Navas; Florenzi, Diallo, Marquinhos, Bakker; Herrera (Verratti 83 ‘), Pereira, Paredes; Di María (Rafinha 64 ‘), Mbappé (Kean 89’), Neymar (Sarabia 89 ‘).

Leipzig

Gulacsi; Mukiele (Orbán 63 ‘), Konaté, Upamecano, Angeliño; Sabitzer, Haidara; Nkunku, Dani Olmo (Kluivert 63 ‘), Forsberg (Sorloth 74’); Poulsen.

Arbitre

Desmond Makkelie (néerlandais). TA: Neymar (40 ‘), Paredes (40’), Rafinha (77 ‘), Herrera (82’), Verratti (84 ‘) / Forsberg (2’)

Tuchel a catalogué le match final mais ses joueurs sont sortis comme s’ils avaient déjà acheté le ticket pour les huitièmes de finale. Leipzig était supérieur mais a péché à cause d’erreurs enfantines. Di María a été écrasé par un Sabitzer qui avait raté le ballon et le remède était pire que la maladie. L’ailier argentin n’a pas eu la possibilité de passer ou de tirer et a fini par prendre du pétrole. Neymar d’un penalty l’a mis 1-0 et a pris un poids sur les Parisiens.

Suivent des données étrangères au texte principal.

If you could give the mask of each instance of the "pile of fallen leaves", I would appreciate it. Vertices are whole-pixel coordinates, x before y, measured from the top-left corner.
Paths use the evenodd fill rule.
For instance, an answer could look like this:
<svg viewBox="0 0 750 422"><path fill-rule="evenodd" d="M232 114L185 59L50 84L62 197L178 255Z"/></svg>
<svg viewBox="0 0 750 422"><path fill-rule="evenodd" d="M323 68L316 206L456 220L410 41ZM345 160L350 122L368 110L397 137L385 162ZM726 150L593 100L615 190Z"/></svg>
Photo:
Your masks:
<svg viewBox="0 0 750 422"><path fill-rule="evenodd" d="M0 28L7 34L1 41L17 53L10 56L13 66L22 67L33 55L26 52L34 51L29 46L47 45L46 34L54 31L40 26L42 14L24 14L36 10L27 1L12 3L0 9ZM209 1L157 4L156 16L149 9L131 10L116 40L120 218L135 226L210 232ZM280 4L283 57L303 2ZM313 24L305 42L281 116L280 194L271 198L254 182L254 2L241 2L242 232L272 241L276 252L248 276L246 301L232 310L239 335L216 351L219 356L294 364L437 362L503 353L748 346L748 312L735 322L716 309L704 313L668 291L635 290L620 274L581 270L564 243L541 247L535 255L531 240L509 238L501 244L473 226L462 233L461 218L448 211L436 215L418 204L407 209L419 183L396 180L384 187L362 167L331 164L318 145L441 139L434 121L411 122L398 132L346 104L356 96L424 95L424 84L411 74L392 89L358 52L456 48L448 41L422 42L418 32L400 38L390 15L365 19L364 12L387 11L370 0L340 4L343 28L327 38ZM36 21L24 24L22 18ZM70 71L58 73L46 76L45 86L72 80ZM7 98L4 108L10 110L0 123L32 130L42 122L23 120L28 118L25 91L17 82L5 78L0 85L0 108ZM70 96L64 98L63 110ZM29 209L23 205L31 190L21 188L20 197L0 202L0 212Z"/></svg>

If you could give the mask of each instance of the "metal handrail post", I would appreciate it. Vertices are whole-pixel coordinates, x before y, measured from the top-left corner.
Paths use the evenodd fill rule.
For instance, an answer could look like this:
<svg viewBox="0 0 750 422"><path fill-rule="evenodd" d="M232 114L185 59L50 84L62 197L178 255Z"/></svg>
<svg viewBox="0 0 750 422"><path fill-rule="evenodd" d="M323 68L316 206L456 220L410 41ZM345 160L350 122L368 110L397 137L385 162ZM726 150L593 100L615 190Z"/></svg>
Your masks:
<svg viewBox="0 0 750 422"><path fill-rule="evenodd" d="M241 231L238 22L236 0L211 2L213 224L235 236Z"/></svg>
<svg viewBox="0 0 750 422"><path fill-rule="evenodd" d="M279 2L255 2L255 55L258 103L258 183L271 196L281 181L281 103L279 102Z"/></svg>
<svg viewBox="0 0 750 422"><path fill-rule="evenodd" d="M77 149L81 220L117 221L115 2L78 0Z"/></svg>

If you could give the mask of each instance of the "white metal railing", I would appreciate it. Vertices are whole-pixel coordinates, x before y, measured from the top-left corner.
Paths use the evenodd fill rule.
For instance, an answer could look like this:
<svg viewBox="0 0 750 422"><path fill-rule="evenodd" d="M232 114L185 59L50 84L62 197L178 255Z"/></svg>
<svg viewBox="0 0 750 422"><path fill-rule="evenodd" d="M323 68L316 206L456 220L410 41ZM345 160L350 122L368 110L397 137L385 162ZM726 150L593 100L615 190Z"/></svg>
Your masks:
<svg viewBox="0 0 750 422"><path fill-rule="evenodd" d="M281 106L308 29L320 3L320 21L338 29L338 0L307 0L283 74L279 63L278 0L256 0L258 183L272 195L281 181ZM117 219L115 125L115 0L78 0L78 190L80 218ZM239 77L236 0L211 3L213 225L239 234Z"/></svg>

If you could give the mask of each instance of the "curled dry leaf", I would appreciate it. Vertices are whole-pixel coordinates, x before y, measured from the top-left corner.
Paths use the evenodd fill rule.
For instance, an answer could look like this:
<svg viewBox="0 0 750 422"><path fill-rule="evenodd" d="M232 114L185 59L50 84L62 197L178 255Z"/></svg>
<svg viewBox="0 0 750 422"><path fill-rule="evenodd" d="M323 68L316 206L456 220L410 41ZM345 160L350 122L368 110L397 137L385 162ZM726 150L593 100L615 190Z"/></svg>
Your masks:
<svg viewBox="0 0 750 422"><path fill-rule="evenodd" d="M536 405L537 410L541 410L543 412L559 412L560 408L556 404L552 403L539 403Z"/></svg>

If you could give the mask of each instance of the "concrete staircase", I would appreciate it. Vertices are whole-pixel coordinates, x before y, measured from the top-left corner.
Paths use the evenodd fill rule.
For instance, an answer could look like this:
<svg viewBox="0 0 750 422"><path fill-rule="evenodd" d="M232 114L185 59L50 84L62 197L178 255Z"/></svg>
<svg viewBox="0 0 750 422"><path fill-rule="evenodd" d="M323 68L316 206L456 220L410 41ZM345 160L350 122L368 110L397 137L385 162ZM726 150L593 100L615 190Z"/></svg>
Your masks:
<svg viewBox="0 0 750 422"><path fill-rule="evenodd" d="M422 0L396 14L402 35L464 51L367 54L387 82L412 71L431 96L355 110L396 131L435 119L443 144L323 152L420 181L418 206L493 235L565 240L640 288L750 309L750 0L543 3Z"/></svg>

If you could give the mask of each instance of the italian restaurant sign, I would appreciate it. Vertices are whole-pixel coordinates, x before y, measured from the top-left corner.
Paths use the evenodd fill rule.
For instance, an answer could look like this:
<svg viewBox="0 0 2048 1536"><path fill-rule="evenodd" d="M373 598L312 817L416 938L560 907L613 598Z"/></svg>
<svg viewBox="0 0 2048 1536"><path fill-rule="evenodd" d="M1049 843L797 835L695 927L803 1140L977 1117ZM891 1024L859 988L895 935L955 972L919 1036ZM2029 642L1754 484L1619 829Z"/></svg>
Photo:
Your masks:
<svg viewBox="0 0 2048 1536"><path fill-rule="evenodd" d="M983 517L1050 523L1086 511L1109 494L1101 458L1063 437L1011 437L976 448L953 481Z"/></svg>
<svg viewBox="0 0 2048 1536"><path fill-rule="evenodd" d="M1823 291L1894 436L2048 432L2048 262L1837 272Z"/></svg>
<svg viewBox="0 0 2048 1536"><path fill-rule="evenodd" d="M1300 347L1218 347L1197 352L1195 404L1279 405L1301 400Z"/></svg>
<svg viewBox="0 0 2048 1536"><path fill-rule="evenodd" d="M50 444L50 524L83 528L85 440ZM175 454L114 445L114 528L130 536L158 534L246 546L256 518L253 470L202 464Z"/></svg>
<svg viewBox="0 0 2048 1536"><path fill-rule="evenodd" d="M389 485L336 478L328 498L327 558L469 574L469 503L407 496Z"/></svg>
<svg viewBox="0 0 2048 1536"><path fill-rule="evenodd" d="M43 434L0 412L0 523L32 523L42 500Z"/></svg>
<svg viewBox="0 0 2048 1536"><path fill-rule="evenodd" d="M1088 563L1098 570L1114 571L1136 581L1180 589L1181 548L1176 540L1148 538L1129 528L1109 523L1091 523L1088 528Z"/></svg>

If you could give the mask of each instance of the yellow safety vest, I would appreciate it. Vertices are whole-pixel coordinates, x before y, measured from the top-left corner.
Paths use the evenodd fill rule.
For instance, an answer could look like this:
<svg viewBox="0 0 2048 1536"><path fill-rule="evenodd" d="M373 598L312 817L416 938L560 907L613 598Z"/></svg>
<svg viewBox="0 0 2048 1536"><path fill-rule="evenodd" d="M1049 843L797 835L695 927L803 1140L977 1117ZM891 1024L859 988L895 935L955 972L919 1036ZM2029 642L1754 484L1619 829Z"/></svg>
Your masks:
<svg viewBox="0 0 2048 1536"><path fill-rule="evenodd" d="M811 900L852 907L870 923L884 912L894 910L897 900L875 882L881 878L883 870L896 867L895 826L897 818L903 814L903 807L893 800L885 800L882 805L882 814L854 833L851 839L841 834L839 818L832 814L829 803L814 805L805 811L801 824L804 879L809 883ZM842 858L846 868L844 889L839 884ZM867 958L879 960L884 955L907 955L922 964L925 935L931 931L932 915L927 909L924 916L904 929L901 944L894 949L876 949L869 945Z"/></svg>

Trop même. Si le PSG s’était déjà trompé au niveau du jeu, après le but, il cherchait encore plus hardiment la contre-attaque. Il a donné le ballon à l’équipe allemande pour essayer de trouver des fissures dans leur tissu défensif. Avec Diallo, les espaces finissent toujours par apparaître mais ni Poulsen ni Forsberg n’ont su profiter des passes d’un Olmo inspiré de la passe.

Bien sûr, quand Mbappé et Neymar pouvaient courir, les jambes de Nagelsmann tremblaient et pas exactement du froid parisien. Heureusement, Konaté, avec un jeu contre lequel un deuxième penalty a été joué, a gratté le cuir d’un Kylian qui est arrivé avec la canne plus que prêt à aider ‘Ney’.

Le PSG a continué à jouer avec le feu en seconde période et le meilleur thermomètre était le visage d’un Keylor Navas qui a commencé à voir comment Leipzig commençait à aiguiser son objectif et il se rapprochait de plus en plus d’un possible match nul fatal pour les hommes de Tuchel. Forsberg a continué à monopoliser les chances, cette fois avec une volée qui léchait le bâton. Le piétinement involontaire de Mbappé sur un Sabitzer qui, malgré le penalty commis, donnait une classe de maître au centre du terrain. Un joueur plus qu’intéressant.

Tuchel a profité du fait que le sien a commencé à contrôler le jeu pour donner accès à Rafinha. La colère de Di María quand elle a vu son numéro à la lumière était remarquable. La réalité est que Leipzig au passage des minutes est revenu à la charge et le but allemand a de nouveau plané au-dessus du Parc des Princes. Ils vidaient de nouveau de l’eau.

A 20 minutes de la fin, les statistiques du match. Seulement 39% de possession pour le PSG. Rarement vu et moins dans le fief parisien. C’était une danse de Leipzig où la poudre à canon était mouillée à des moments clés. Le plan du rácano de Tuchel a fonctionné et bien qu’il ait demandé le temps de mettre fin au tourment dont il souffrait, le PSG a pris trois points vitaux. Et il bat la «moyenne des buts» à Leipzig. Un petit détail extrêmement important. C’est le football.